THE John Foord Oval clubrooms were overflowing on Friday as family, friends and former Corowa Spiders team-mates farewelled one of the club’s finest players, John Lane.
Tributes were made by two of Lane’s team-mates from the Spiders’ finest hour, the 1968 Ovens and Murray league grand final win, Fred Longmire and Jack Clancy at the funeral, which has followed soon after the passing of his wife Margaret.
Longmire described Lane as the “Jack Dyer of country football” due to the protector role he played for the talented crop of young players who helped upset Wodonga in the grand final by seven points.
“The young players in that side were able to play at their best because we all knew Laney was with us,” Longmire said.
“Respect was gained because the Corowa Spiders’ main weapon was an awareness by opposition clubs that they had an enforcer who could play great footy as well.”
The 1968 premiership was among 254 matches Lane played for Corowa in a career which also included a best and fairest, O and M selection and a coaching stint.
Longmire also recounted Lane’s short-lived stint as club president which ended when he failed to get committee backing for rejecting a string of clearances.
“He resigned on the spot and walked out,” he said.
Other 1968 Corowa premiership players in attendance were Bert Tait, George Tobias, Ken Eales and Terry Phibbs.
The large crowd was also told Lane had a clearance knocked back to join Footscray by Corowa on the grounds he wasn’t guaranteed a senior match.
It came soon after he reportedly knocked out the late Ted Whitten in a practice match.
Clancy said he formed a lasting friendship with Lane when he joined Corowa.

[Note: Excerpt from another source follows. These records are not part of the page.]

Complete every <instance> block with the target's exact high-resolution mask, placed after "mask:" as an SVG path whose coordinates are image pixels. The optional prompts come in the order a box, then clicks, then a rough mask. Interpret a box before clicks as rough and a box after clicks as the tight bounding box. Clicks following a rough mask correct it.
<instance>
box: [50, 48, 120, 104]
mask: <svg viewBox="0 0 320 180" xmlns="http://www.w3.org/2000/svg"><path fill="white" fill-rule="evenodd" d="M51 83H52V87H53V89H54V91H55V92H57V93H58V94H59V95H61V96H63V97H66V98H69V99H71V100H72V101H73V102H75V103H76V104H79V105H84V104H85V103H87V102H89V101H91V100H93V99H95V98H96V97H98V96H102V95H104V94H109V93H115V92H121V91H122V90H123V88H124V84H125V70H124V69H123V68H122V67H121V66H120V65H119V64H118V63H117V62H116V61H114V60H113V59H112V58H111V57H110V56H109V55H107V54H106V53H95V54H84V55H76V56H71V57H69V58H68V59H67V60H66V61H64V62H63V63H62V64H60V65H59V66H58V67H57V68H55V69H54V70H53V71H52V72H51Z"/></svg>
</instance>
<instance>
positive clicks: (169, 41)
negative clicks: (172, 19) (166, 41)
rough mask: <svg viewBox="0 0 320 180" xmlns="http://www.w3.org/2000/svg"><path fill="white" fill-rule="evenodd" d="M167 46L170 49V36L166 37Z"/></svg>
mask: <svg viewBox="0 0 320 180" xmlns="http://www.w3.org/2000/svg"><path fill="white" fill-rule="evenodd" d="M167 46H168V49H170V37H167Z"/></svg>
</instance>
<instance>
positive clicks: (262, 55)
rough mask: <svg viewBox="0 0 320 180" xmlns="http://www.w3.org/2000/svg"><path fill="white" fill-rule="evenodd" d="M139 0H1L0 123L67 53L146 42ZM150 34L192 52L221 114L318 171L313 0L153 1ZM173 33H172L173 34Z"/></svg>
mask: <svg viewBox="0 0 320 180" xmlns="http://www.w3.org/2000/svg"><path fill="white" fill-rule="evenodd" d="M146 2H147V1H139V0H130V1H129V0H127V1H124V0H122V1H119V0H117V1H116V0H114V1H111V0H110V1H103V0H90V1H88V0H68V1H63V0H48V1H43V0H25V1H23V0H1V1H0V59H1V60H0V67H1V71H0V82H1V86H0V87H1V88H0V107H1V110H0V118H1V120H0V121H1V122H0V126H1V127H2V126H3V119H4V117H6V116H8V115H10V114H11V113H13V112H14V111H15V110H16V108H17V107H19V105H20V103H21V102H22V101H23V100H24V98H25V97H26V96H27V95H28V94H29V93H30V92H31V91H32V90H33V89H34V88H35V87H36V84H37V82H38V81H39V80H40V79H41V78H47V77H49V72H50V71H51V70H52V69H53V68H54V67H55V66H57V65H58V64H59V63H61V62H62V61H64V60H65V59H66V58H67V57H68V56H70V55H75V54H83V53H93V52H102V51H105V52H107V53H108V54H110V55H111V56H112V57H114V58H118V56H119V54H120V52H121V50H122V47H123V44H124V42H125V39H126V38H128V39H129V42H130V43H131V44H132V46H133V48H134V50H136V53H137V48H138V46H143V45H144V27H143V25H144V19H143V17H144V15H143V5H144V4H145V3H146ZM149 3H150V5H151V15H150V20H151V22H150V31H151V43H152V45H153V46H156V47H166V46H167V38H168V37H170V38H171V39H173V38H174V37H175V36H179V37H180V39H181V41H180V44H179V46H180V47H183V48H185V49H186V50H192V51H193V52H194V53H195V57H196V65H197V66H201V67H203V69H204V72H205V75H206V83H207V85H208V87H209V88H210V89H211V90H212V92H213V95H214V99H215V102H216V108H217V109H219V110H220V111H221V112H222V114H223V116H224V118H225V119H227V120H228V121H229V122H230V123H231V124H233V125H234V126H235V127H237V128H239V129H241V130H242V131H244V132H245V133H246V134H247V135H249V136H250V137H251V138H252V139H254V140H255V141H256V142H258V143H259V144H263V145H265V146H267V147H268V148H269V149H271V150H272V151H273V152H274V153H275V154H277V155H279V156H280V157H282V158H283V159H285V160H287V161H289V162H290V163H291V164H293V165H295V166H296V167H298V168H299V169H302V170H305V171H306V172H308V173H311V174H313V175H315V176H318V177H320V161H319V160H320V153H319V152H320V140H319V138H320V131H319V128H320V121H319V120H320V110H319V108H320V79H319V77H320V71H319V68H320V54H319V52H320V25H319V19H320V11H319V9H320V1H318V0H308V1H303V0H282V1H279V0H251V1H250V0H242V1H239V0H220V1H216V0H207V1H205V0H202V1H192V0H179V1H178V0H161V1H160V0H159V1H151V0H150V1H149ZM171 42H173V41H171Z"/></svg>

“The family was so generous,” he said.
“We would stay at John’s on weekends and we wouldn’t bring any food because it never occurred to us we had to buy any.
“It was always there, the kids gave up their beds for us and we were made to feel part of the family.
“Any time I gave any cheek to the opposition I would make sure No.12 was in the area.
“If not I would keep my thoughts to myself.”
Clancy recalled only later in life did he and Lane discover they grew up living less than a minute apart in Melbourne.
Lane left Melbourne at the age of 13 and moved in with a family at Wahgunyah where he played in two premiership teams as a teenager before joining Corowa.
Clancy said he and Lane only had one disagreement.
It was about who should play in the ruck for Corowa – Ray Willett or the up-and-coming Bert Tait.
Lane wanted Tait and got his way.
“To say John was stubborn is a real understatement, but he had great faith in Bert and that proved to be correct,” Clancy said.
A family tribute was read by Lane’s son David and a reading was shared by grandsons, Jarred and Kaelan.
Lane was also a founding member of the Corowa Historical Society and member of the local historical machinery club.